Lying spread-eagled on cardboard, inhaling the scent of the horse manure beneath, is a blissful memory of growing up. There is a perfectly natural explanation for this: my family had chickens, a water tank, and grew our own veggies.
It mystified me that veggie patches were banned on the other side of the street, which was zoned suburban. Why would you stop people growing their own food and engaging with the land they lived on?
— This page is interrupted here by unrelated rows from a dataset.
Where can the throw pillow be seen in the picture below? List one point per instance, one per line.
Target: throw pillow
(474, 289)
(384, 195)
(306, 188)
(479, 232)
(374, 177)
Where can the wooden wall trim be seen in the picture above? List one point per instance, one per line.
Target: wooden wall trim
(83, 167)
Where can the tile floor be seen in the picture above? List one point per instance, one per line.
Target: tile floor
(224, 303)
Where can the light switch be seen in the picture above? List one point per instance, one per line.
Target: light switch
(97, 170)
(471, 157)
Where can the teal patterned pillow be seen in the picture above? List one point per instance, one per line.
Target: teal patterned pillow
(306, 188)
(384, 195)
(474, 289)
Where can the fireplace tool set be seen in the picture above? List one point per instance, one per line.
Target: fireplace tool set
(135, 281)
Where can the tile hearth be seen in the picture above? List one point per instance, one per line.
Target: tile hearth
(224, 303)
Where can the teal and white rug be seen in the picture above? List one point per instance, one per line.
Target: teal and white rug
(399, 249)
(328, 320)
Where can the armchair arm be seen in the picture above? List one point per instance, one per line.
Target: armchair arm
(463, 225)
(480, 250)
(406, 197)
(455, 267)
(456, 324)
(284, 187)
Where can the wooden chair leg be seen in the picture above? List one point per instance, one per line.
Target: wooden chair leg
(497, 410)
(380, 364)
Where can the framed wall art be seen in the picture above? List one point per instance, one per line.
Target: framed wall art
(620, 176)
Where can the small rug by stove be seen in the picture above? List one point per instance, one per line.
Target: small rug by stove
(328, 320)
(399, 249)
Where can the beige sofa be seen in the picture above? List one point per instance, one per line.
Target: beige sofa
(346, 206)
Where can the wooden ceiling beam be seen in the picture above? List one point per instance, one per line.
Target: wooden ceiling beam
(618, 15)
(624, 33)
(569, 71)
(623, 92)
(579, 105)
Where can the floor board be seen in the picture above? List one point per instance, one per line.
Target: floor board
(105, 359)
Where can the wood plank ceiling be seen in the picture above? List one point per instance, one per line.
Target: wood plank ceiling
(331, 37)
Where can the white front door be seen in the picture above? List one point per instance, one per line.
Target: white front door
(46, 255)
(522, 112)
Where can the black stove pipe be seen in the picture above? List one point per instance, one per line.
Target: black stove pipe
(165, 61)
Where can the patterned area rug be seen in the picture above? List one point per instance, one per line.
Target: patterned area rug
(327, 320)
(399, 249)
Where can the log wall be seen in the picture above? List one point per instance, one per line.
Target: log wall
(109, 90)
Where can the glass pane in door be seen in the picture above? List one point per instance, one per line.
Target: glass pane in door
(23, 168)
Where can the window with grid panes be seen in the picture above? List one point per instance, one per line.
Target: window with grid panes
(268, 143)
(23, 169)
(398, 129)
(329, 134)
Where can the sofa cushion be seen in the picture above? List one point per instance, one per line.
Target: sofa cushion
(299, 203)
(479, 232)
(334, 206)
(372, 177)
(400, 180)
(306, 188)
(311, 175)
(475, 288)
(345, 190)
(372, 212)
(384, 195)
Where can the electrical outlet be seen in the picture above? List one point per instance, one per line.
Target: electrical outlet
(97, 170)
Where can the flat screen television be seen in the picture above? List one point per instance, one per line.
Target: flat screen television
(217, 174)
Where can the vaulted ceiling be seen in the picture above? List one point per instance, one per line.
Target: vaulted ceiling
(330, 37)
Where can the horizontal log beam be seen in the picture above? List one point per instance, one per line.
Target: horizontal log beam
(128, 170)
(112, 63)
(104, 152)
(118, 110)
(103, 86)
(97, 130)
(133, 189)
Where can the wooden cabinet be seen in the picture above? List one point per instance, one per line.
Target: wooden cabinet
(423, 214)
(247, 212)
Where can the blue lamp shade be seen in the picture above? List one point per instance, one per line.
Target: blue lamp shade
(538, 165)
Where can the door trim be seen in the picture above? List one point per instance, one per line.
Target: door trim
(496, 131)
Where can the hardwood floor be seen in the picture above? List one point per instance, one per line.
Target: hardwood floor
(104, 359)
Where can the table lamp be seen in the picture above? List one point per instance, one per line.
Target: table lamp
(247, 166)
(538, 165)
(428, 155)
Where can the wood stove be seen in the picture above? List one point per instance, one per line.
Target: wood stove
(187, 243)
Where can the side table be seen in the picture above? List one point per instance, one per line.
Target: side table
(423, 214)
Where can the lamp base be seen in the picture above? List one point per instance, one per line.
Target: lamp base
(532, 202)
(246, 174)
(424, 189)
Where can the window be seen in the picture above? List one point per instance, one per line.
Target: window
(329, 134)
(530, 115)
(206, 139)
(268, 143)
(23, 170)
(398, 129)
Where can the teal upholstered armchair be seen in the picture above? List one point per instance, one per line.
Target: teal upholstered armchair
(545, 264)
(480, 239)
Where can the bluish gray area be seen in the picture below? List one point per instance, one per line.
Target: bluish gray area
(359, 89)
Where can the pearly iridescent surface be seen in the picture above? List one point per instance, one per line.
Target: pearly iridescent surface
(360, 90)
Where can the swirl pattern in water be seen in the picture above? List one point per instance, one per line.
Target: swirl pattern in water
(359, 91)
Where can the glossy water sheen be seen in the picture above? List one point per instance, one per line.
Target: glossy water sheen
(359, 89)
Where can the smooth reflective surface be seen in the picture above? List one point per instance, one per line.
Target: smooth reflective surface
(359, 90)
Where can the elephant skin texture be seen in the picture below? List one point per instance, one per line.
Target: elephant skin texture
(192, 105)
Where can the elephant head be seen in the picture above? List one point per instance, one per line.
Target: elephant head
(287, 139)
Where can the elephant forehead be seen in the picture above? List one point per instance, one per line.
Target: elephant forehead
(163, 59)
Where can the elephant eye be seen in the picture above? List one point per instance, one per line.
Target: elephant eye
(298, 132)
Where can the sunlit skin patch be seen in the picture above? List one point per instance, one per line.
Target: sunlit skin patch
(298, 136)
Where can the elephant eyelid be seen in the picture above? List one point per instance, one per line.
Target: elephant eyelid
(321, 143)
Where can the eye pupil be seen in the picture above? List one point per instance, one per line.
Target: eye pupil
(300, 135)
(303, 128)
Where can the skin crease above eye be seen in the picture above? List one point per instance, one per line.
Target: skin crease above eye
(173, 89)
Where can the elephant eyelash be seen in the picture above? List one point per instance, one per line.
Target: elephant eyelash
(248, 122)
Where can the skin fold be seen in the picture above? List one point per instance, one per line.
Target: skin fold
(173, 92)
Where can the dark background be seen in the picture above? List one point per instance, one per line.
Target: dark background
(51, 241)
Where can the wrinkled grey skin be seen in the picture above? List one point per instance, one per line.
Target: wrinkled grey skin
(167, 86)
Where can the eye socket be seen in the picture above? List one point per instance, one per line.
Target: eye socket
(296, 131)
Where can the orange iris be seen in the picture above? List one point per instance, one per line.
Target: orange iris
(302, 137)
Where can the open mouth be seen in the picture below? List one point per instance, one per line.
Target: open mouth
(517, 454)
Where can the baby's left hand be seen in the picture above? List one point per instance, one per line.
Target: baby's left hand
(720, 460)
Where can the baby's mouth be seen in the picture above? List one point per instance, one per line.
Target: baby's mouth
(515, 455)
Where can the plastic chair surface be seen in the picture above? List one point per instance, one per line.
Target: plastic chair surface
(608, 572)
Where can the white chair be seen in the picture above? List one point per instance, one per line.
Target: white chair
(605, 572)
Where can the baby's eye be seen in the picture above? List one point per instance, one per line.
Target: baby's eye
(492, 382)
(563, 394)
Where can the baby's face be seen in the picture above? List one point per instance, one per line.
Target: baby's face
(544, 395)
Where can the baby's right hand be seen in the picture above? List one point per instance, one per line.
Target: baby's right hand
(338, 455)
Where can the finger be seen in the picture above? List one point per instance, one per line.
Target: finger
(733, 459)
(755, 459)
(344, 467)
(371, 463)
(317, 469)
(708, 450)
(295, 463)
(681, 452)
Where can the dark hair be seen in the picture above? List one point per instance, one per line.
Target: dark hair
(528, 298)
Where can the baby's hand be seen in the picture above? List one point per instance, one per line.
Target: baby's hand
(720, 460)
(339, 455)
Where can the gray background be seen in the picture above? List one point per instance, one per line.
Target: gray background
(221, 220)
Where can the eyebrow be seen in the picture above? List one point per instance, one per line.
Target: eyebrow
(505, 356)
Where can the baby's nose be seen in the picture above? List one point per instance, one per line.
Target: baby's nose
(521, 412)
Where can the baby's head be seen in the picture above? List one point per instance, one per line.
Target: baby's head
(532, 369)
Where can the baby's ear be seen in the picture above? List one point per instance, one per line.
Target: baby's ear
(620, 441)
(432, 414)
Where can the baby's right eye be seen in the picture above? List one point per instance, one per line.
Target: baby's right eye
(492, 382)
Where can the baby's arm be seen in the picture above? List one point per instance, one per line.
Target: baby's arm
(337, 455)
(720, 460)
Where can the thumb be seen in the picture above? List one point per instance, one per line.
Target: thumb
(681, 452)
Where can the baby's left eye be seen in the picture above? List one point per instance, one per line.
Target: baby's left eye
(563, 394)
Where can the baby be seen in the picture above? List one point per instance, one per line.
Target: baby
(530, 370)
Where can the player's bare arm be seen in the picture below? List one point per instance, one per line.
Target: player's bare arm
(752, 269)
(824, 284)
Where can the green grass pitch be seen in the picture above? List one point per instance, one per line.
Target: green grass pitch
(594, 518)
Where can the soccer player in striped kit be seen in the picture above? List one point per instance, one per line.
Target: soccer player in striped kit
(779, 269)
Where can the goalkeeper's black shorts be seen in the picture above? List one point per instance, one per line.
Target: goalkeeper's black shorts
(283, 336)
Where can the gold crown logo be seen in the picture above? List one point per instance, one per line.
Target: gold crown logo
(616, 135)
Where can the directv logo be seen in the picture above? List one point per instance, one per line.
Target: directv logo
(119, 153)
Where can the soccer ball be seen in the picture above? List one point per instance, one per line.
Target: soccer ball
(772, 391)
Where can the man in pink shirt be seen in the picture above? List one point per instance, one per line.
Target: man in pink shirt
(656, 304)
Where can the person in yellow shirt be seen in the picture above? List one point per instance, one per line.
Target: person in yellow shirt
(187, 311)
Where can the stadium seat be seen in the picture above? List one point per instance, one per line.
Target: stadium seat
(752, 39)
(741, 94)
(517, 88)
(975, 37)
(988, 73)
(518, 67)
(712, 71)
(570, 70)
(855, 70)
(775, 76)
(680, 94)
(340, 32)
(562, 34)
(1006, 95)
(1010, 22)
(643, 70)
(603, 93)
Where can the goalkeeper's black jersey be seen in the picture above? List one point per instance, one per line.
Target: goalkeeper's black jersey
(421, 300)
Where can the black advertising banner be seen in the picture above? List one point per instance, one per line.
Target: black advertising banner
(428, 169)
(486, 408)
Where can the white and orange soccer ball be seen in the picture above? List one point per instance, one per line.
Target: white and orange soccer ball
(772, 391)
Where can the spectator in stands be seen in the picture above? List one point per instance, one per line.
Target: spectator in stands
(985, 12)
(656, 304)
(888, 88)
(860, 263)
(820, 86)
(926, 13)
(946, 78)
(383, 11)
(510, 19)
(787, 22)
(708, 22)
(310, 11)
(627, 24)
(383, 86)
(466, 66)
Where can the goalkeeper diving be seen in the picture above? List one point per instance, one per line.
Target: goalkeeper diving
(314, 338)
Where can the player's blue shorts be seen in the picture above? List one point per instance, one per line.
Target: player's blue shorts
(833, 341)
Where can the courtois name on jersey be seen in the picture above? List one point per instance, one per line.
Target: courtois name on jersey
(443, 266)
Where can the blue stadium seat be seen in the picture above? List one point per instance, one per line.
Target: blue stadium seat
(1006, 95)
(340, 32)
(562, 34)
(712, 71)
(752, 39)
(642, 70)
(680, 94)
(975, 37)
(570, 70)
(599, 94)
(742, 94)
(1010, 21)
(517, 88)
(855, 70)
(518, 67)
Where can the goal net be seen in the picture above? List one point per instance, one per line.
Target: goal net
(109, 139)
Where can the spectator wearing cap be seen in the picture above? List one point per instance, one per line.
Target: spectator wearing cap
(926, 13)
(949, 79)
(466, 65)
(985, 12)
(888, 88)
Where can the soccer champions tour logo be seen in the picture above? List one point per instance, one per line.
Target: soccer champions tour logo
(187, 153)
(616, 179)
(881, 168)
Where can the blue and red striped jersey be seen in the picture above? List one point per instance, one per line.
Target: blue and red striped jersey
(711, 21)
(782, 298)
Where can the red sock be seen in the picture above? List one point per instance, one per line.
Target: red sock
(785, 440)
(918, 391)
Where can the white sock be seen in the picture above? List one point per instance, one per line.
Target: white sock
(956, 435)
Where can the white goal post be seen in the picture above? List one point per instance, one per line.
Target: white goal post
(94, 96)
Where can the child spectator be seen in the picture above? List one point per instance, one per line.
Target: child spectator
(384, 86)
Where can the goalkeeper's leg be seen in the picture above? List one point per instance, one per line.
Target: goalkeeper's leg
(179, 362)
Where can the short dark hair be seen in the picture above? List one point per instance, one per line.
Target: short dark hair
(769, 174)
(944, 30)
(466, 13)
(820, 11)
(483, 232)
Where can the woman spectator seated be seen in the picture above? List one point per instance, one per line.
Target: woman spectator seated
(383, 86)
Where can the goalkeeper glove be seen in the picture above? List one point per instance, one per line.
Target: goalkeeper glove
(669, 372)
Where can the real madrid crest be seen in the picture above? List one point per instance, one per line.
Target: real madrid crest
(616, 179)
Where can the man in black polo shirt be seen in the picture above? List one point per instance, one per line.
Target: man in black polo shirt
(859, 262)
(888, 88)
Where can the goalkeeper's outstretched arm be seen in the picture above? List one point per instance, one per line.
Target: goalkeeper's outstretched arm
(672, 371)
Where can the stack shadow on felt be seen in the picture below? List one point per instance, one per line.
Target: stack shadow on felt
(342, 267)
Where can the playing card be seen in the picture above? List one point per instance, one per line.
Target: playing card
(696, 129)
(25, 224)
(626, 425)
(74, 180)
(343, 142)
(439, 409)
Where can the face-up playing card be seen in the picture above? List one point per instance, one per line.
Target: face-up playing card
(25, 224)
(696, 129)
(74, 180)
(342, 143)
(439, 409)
Later when I lived in Melbourne my elderly neighbour expressed his distaste for such regulations. This involved replacing council verges and other people’s plants with native Australian grasses and strawberries. If you passed a spiky tuft of something among rosebushes, you knew Wally Was Here. He’d love where I’m living now.
Urban Farming? Can-Do!
Randwick in Sydney gives me hope for urbanity. This densely populated suburb really wants you to plant things! Vertical gardens? Suburban permaculture? Recycled houses? You name it, Randwick City Council has it in their thirteen-hectare Environment Park. Well, possibly anything but a twelve-year-old on a patch of horse manure.
It’s not odd here to see a community garden or roadside cherry tomatoes, and people also put their compost bins out on the verge. I’ve found myself living between two magic examples: an organic veggie garden on my left; and on my right, two women with an award-winning green roof, exploding succulents, and flourishing veggies. Perfect!
The Greening Begins
When I moved in, I planned to emulate. I ordered the council-provided compost bin and started seedlings in egg cartons. I watched Gardening Australia weekly. I saw the shoots emerge, the leaves unfurl: tomatoes, marigolds, and… Yes… Leaves… Capsicums!
But the compost bin didn’t fly with the landlords. Nor did the veggie patch idea. I still don’t know why the seedlings, when re-potted, yellowed and died. I was a super-busy student working over 25 hours a week, and this wilting stopped me in my gardening tracks for months.
The Downs, the Ups
If I’d got my act together, I’d have asked my housemates if they wanted to pitch in for a rat-proof composter. A stand-alone, spinny elegant like the one in the neighbours’ yard. The compost would be nearly ready to spread on the pot-garden I’ve finally started (with tomatoes and basil from Bunnings, and one seedling from said neighbours)!
To my delight, that seedling has sextupled in size in four weeks. I’ve #re-potted it. Maybe this will work! Maybe soon we won’t be buying tomatoes in plastic.
We Can Make Simple Changes
Gardening seems unfamiliar. It means Bunnings, and will it even work?
It appeared not for a while. So, while my seedlings wilted and the compost bin sat idle, my housemates and I made other changes. We are proud of our Internal Processes.
We recycle the weird stuff:
- We put used pens in a paper bag marked ‘pens’, and old toothbrushes and toothpaste tubes in another paper bag marked ‘dental’. I’ll take these to Terracycle drop-off points to be specially recycled.
- We take our soft plastics to Woolworths’s soft plastic recycling bin.
- We clean our containers and cans before tossing them in the recycling bin.
- We buy bulk and bring our own containers.
We (actually) save water:
- We put buckets under the shower while it heats up, and watering cans under the kitchen tap.
- I don’t flush the toilet at night. (Ahem, it saves litres!)
On that note, we’ve always bought sustainable toilet paper: I buy it 100 per cent recycled, with recyclable packaging, from Woolies. My housemates order Who Gives A Crap.
Now the tomatoes are flowering, the neighbours’ green roof is thriving, and new composting infrastructure may well be arriving. Maybe the wild tomato plant flourishing through our pavement crack is symbolic of the thymes.
Yes, I did.
*A note on Australian shop names: Bunnings is an Australian warehouse, known for sausage sizzle fundraisers (barbequed sausages on white bread, with onion if you’re gourmet). Woolworths (‘Woolies’) is a major grocery store chain.